再覆雜的案子又或者再難分析的殺人動機,經他口中講解出來,都變成了一件連小孩子都能理解的事情。

江堯從沒見過這麽內斂睿智的男人。

更何況,這男人還長了一張傾國傾城的臉,估計女人見了都會嫉妒。

也正是因為這次的會面,江堯對林蘊初,一見鐘情。

他知道他的感情不被世人接受,但他並不覺得自己這有什麽不對。相反,他覺得他的愛情是純潔神聖的。

從那天開始,為了可以多多見到林蘊初,江堯義務接了很多的公訴案,三天兩頭的往局裏跑。

他發現林蘊初這人的生活單調而規律,一下班,通常就會選擇去健身,例如游泳。

江堯投其所好,終於慢慢的和林蘊初成了朋友。

他無比珍視這段感情,甚至不打算和林蘊初表露心中的愛意,只想就這麽一直陪著他,做他的“好哥們”。

可是,他這樣美好的願望,因為白星爾的出現全部被打破了。

砰!

江堯用力的放下酒杯,忍不住打了個酒嗝。

自從他情不自禁的進入酒吧之後,他的腦海裏就全都是林蘊初。

現在突然冒出來的白星爾就像是他最厭惡的臭蟲,揮之不掉,除之不去!

江堯這輩子最嫉妒的人,就是白星爾。

每每看到林蘊初對她滿是愛意的目光,這簡直就像一把刀子在戳江堯的心窩子!

可偏偏,他是他的好哥們兒,他不能表現出自己的難過和痛苦。甚至是為了讓林蘊初舒心快樂,他也要好好的對待白星爾!

這樣的生活就是一種酷刑,江堯忍無可忍,終於選擇了離開。

並且,他還在離開前和何蔓聯手,給白星爾制造麻煩,為的就是舒解心中的妒火,更讓林蘊初知道,白星爾根本配不上他!

可是,這一切根本就是自欺欺人的無用功。

林蘊初愛白星爾,也只愛白星爾。

想到這一點,江堯把服務生送來的威士忌一口悶了下去。

他通紅的雙眼裏布滿血絲,也噙著淚。

江堯暗暗發誓,他不會讓白星爾稱心如意,不會讓她這麽一個叛徒的女兒毀了林蘊初的一生。

……

轉日中午,林蘊初帶著白星爾來到了家具城。

白星爾從一出門,便感覺到有很多的人眼光在隨時留心著她的一舉一動,是那些便衣保鏢們。

他們的存在讓人安心,也讓人不自在。

“你把他們當成透明的。”林蘊初在她耳邊說。

白星爾又打量了一圈,心想少說也有七八個保鏢了,這叫她如何把人家當成透明的?根本就做不到。

“小爾,不許鬧別扭。”林蘊初嚴肅道,“更別耍什麽小聰明。如果你脫離他們的視線,他們就會立刻失業。”

“你真是當資本家的料子。”白星爾氣鼓鼓的如此評價他,“趕緊給你的書房買個老板桌吧。”

林蘊初聽出她語氣裏的小脾氣,無奈的笑笑,想要哄哄這位小女子。

可話還沒出口,他又見她從包裏掏出來一本子,上面寫滿了她要買的東西,以及那些家具的尺寸。

“什麽時候記錄的?”他問。

白星爾道:“讓貝克找設計師要來了房子的結構圖,然後我根據比例尺計算的。”

“這麽用心?”

“當然了。

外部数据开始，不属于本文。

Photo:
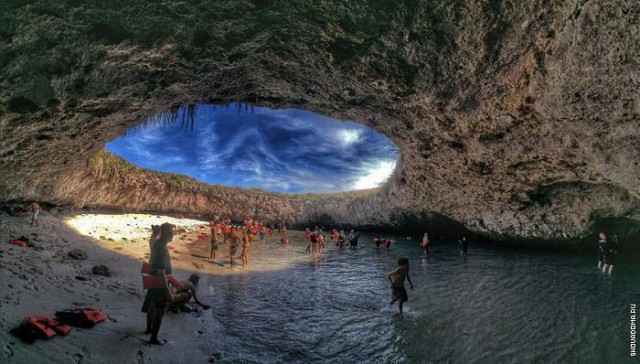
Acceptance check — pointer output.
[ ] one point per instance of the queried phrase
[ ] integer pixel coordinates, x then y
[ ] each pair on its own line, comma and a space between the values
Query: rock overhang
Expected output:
516, 120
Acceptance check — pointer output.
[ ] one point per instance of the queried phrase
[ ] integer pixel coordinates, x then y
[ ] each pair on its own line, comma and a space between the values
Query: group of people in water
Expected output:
223, 231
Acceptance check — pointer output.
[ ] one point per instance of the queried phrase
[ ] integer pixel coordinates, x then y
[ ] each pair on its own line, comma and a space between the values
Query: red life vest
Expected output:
48, 327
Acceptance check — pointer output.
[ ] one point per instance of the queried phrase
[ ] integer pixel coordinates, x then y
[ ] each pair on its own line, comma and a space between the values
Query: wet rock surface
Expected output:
516, 120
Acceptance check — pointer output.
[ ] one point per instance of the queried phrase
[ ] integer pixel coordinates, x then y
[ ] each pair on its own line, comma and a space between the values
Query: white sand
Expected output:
37, 282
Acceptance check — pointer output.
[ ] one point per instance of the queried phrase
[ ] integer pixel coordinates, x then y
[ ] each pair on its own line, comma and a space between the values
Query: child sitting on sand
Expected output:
397, 277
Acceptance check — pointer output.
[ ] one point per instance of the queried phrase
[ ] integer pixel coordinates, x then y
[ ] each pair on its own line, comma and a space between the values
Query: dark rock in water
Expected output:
36, 246
101, 270
77, 254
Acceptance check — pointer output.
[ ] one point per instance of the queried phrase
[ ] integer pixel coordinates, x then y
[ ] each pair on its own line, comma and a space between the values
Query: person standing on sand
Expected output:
607, 251
424, 244
245, 248
214, 240
233, 245
158, 298
397, 277
35, 211
462, 241
600, 246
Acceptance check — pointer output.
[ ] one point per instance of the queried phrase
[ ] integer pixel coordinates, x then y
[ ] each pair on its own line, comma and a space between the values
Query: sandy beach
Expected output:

”白星爾拉著他往前走,“這是我們的家,怎麽能不用心?我們要一直生活在裏面的。”

我們要一直生活在裏面……這話怎麽那麽好聽呢?

林蘊初不自覺的露出了笑意,可這笑意的背後又帶著那麽一點點的苦澀。

他想起那晚他們坐愛失敗。

這可不是什麽小問題,而是一件極為棘手的事情。

表面上,他和白星爾的感情已經回到從前,甚至是更深於從前。可實際上,一些深層次的問題已經像個小刺一樣紮在白星爾的心裏。

林蘊初必須小心翼翼的把這根刺拔出來,而且還要快。否則,誰都無法保證這根小刺不會變成一顆毒瘤。

可問題就在於這小刺是什麽?孩子的死嗎?

“蘊初,想什麽呢?”白星爾在他眼前晃了晃手。

林蘊初回過神,馬上說:“沒想什麽。就是覺得我們的家經你布置以後,一定會很溫馨漂亮。”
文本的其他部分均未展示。